PREMIER BALADO QUÉBÉCOIS

QUI PARLE DE LA MORT, DE LA FIN DE VIE ET DU DEUIL

Motivés par le désir d’échanger sur des thèmes qui sont encore tabous en 2021, Phoudsady Vanny (fondatrice du Salon de la mort) et Alain Labonté (attaché de presse et auteur) animeront le premier balado québécois sur la mort, la fin de vie et le deuil : On meurt d’en parler. À tous les mercredi dès le 20 janvier, sur les pages Facebook « On meurt d’en parler » et du « Salon de la mort », il sera possible d’écouter et de visionner leurs entretiens.

Alain et Phoudsady

Depuis le début de la pandémie, le thème de la mort a rarement fait autant les manchettes. Plus que jamais, la communauté a besoin de parler, d’être écoutée, soutenue et informée pour mieux démythifier cette étape de vie qui se présente souvent comme une source d’angoisse.

Ainsi, le Salon de la mort est heureux de présenter le balado « On meurt d’en parler » qui se veut informatif et divertissant. Au travers de riches échanges, ces rendez-vous intimes seront l’occasion d’aller à la rencontre de médecins, de différents professionnels et intervenants oeuvrant dans des milieux reliés à la mort, à la fin de vie et au deuil, de survivants, d’artistes et d’auteur.e.s. Témoignant de leurs expériences et nous partageant leur regard sur la mort, les invité.e.s nous inspireront à donner un sens à ce dernier parcours de vie.

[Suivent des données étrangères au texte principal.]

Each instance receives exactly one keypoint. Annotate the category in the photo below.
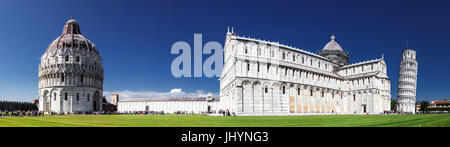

À ce jour, onze épisodes ont été enregistrées. Il sera possible d’entendre les visions et des histoires de : 

  1. Alain Crevier, animateur et journaliste : Comment un regard sur la mort peut évoluer
  2. Marie-Julie Tschimber, directrice générale des organismes René-Verrier et v.-p. du conseil d’administration de l’Alliance des maisons de soins palliatifs du Québec : Accompagner avec dignité dans les maisons de soins palliatifs.
  3.  Josée Masson fondatrice, directrice Deuil -Jeunesse : Accompagner l’enfant en deuil
  4. Chrystine Brouillet, auteure : La mort comme moteur de créativité.
  5. Hélène Giroux, célébrante funéraire et accompagnatrice en fin de vie : Accompagner quelqu’un au seuil de la mort et célébrer son départ.
  6. Gilles Bronchti, professeur et directeur du département de l’anatomie à l’UQTR : Les dons de corps à la science.
  7. Marie-Pier Beauséjour, étudiante au doctorat en Humanities, ses champs disciplinaires sont la socio-anthropologie, la santé publique et les études sur la mort : Les enjeux et questionnements sur les lois et règlements funéraire au Québec.
  8. Marc Séguin, artiste multidisciplinaire international : Quand la mort s’invite dans la création.
  9. Lynne Pion, spécialiste en gestion du deuil animalier : Le deuil animalier.
  10. Dr Georges L’Espérance, neurochirurgien et président de l’Association québécoise pour le droit de mourir dans la dignité: L’aide médicale à mourir et mise à jour du nouveau projet de loi.
  11. Marie-Josée Gicali, survivante du génocide, auteure et vice-présidente de l’Association des parents et amis des victimes du génocide contre les Tutsis du Rwanda, établie à Montréal : Son histoire, sa résilience et sa nouvelle vie.